Monday, February 20, 2017

Life on hold

This is one of several posts I made when everything was happening, when he got really sick, and I put them all on hold and didn't publish them. I wrote them for me, to chronicle everything, but I realized that they need to be shared, that the world according to Jennifer in the life of a caregiver needs to be spoken.
welcome to the beginning of the end.






Life as a mom to littles was great. Ups and downs, full of heartache, tears, and entertainment. Sometimes I would just scratch my head at things they said and go along with the game.
They are college kids now and amazing young adults. I couldn't be more proud of them.
Having married a man older than me and with chronic health conditions I knew life was heading in a different direction.
Things have hit a wall I think.
Sept. 12 Lee had a cystoscopy. He had been dealing with a kidney stone and they wanted to check things out. Per protocol he was on 2 antibiotics for 3 days afterward to prevent possible infection. For those three days he was fine, relatively speaking. Day 4 he started to decompensate. Sept. 20th he woke up with a low grade temp and vomiting. At that point I made the connection, with those symptoms, plus increased confusion, maybe he still managed to get a UTI. Into urgent care at the VA hospital. He saw a great doctor(that I happened to work with in the past when he was the medical director of a facility I worked at) who also thought UTI, did labs, gave him fluids for slight dehydration(an ongoing battle withe Parkinsons patients), and ordered a week course of a stronger broad spectrum antibiotic. I took him home, content with that course of action, and for a few days he almost seemed like he was improving. It didn't last though.

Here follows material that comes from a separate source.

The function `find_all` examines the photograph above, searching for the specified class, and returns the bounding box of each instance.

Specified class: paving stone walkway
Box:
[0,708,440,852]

The night of Sept 24th into the morning of Sept 25th saw him fall 6 times. He was not cooperating with me and dad trying to get him up. He was yelling and combative. Pushing me, and even hitting me a few times. We finally got him back to bed the last time and he stayed, but didn't sleep. A very restless night and I got very little sleep also. I decided laying in bed listening to him making no sense that when morning came we would be heading back to the urgent care. Dad helped me get him dressed, upstairs, in to the truck and off we went.

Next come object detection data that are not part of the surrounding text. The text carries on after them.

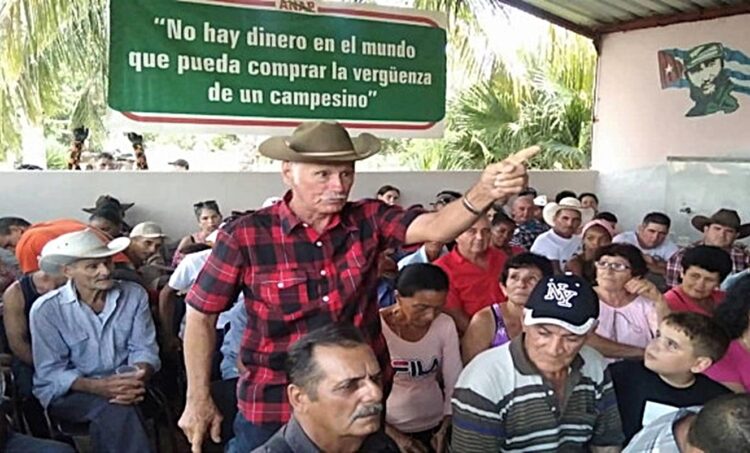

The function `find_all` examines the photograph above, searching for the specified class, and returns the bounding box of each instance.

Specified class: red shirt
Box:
[186,193,423,426]
[435,246,508,317]
[664,286,726,316]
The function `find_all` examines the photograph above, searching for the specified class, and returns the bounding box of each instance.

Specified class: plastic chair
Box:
[45,386,176,453]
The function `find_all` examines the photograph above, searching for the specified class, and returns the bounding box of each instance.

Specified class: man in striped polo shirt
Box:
[452,274,624,453]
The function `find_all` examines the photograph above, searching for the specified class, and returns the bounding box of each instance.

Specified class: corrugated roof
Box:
[497,0,750,37]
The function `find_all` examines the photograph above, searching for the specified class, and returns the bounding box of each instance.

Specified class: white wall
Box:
[592,14,750,173]
[0,171,596,239]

Different doc, same routine. Its an easy assumption to make when an elderly person with dementia has a sudden worsening of symptoms, and 90% of the time they are correct. But when the UA says there is absolutely no indication of an infection it leaves you scratching your head thinking "now what". More labs, a CT and everything normal.
lots of talking with the doc when he says " I don't know but he does at the very least need a couple weeks of inpatient rehab".
I was left to "discuss" it with Lee and make the decision, doctor speak for we know he's not here mentally but decisions need made, I'm going to give you time to think about it.
I was given two options. Take him home and call his social worker/case manager the next morning and work on admit from home to the CLC(community living center, an inpatient place for veteran's to get rehab or respite care), which could take a couple weeks, or we could admit him to the hospital and start the next day on transfer to the CLC, which would be a lot faster. I didn't want to say admit him. Medically he was stable with no real reason to admit him. I had a hard time taking a bed from someone else that might need it more. The sweet doctor said the right thing though. In just a few words he alleviated my concerns and hesitation... "I have no problems admitting him if you are unable to keep him at home safely". All concerns gone, replaced with relief and sorrow. You see, a few days before this all happened I got home from work to find Lee upset. He was scared I was going to send him away, to lock him up, to put him in a home. Stupid me told him no, he wasn't bad enough for that, but one day he would be. That day would come when I could no long care for him at home, for his safety, mine, and I would not be able to meet his physical needs.
I didn't know that I would be going back on my word, that day had come sooner than expected.